Likewise, when considering uniqueness of solutions, there are different ways this occurs.

  • Pathwise uniqueness where, up to indistinguishability, there is only one solution X. This should hold not just on one specific space containing a Brownian motion W, but on all such spaces. That is, weak solutions should be unique.
  • Uniqueness in law where there may be multiple pathwise solutions, but their distribution is uniquely determined by the SDE.

There are various general conditions under which strong solutions and pathwise uniqueness are guaranteed for SDE (1) , such as the Itô result for Lipschitz continuous coefficients. I covered this situation in a previous post.

Other than using the SDE (1), such systems can also be described by an associated differential operator. For the n-dimensional case set a(x) = σ(x)σ(x)T, which is an n × n positive semidefinite matrix. Then, the second order operator L can be defined

\displaystyle Lf(x)=\frac12a_{ij}(x)f_{,ij}(x)+b_{i}(x)f_{,i}(x)

operating on twice continuously differentiable functions f: ℝn → ℝ. Being able to effortlessly switch between descriptions using the SDE (1) and the operator L is a huge benefit when working with such systems.
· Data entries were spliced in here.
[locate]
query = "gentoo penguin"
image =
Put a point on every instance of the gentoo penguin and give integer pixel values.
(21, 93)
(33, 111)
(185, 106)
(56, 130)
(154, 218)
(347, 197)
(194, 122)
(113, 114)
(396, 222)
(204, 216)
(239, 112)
There are several different ways in which the operator can be used to describe a stochastic process, all of which relate to weak solutions and uniqueness in law of the SDE.

Markov Generator: A Markov process is a weak solution to the SDE (1) if its infinitesimal generator is L. That is, if the transition function is Pt then,

\displaystyle \lim_{t\rightarrow0}t^{-1}(P_tf-f)=Lf

for suitably regular functions f.

Backwards Equation: For a function f: ℝn × ℝ+ → ℝ, f(t, Xt) is a local martingale if and only if it solves the partial differential equation (PDE)
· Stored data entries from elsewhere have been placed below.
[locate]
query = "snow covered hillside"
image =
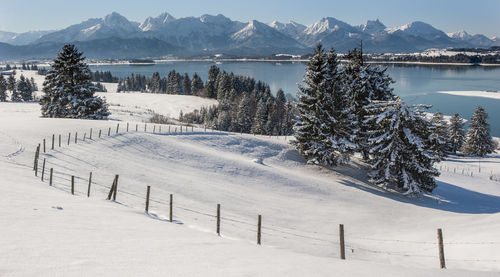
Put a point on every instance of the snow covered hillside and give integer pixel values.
(48, 231)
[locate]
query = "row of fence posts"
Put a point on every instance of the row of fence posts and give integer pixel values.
(114, 188)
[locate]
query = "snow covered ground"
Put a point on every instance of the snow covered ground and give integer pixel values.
(474, 93)
(47, 231)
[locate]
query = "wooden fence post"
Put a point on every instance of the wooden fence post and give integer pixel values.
(110, 194)
(90, 182)
(259, 227)
(441, 249)
(171, 206)
(342, 243)
(218, 219)
(116, 188)
(43, 169)
(147, 199)
(36, 157)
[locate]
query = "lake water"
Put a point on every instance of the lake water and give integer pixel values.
(414, 83)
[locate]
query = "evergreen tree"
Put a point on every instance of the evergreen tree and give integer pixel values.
(307, 126)
(24, 89)
(288, 119)
(260, 119)
(211, 85)
(400, 157)
(155, 83)
(439, 135)
(340, 126)
(244, 117)
(186, 84)
(196, 84)
(456, 133)
(224, 116)
(478, 140)
(364, 83)
(69, 92)
(3, 89)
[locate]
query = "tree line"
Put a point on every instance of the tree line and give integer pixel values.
(17, 90)
(350, 108)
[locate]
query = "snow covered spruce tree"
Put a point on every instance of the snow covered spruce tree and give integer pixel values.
(400, 156)
(456, 134)
(439, 135)
(325, 127)
(69, 92)
(364, 83)
(478, 139)
(3, 89)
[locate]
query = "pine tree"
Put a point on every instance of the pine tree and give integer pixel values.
(24, 89)
(186, 84)
(69, 92)
(439, 135)
(364, 83)
(224, 116)
(456, 133)
(288, 119)
(478, 140)
(3, 89)
(196, 84)
(211, 85)
(340, 126)
(244, 117)
(307, 126)
(155, 83)
(400, 157)
(260, 119)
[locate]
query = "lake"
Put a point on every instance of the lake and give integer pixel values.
(416, 84)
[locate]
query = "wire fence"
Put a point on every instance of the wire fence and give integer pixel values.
(373, 248)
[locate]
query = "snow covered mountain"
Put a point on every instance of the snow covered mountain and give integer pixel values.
(21, 38)
(477, 40)
(420, 29)
(218, 34)
(258, 35)
(112, 25)
(291, 29)
(152, 24)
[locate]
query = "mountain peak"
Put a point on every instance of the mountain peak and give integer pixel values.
(217, 19)
(373, 26)
(151, 24)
\displaystyle \frac{\partial f}{\partial t}+Lf=0.

Consequently, for any time t > 0 and function g: ℝd → ℝ, if we let f be a solution to the PDE above with boundary condition f(x, t) = g(x) then, assuming integrability conditions, the conditional expectations at times s < t are

\displaystyle {\mathbb E}[g(X_t)\;\vert\mathcal F_s]=f(X_s,s).

If the conditions are satisfied, this describes a Markov process and gives its transition probabilities, describing the distribution of X and implying uniqueness in law.

Forward Equation: Assuming that it is sufficiently smooth, the probability density p(t, x) of Xt satisfies the PDE

\displaystyle \frac{\partial p}{\partial t}=L^Tf.

where LT is the transpose of operator L

\displaystyle L^Tp=\frac12(a_{ij}p)_{,ij}+(b_ip)_{,i}.

If this PDE has a unique solution for given initial distribution, then this uniquely determines the distribution of Xt. So, if unique solutions to the forward equation exist starting at every future time, it gives uniqueness in law for X.

Martingale problem: Any weak solution to SDE (1) satisfies the property that

\displaystyle f(X_t)-\int_0^t Lf(X_s)\,ds

is a local martingale for twice continuously differentiable functions f: ℝn → ℝ. This approach, which was pioneered by Stroock and Varadhan, has many benefits over the other applications of operator L described above, since it applies much more generally. We do not need to a-priori impose any properties on X such as being Markov, and as the test functions f are chosen at will, they automatically satisfy the necessary regularity properties. As well as being a very general way to describe solutions to a stochastic dynamical system, it turns out to be very fruitful. The striking and far-reaching Stroock–Varadhan uniqueness theorem, in particular, guarantees existence and uniqueness in law so long as a is continuous and positive definite and b is locally bounded.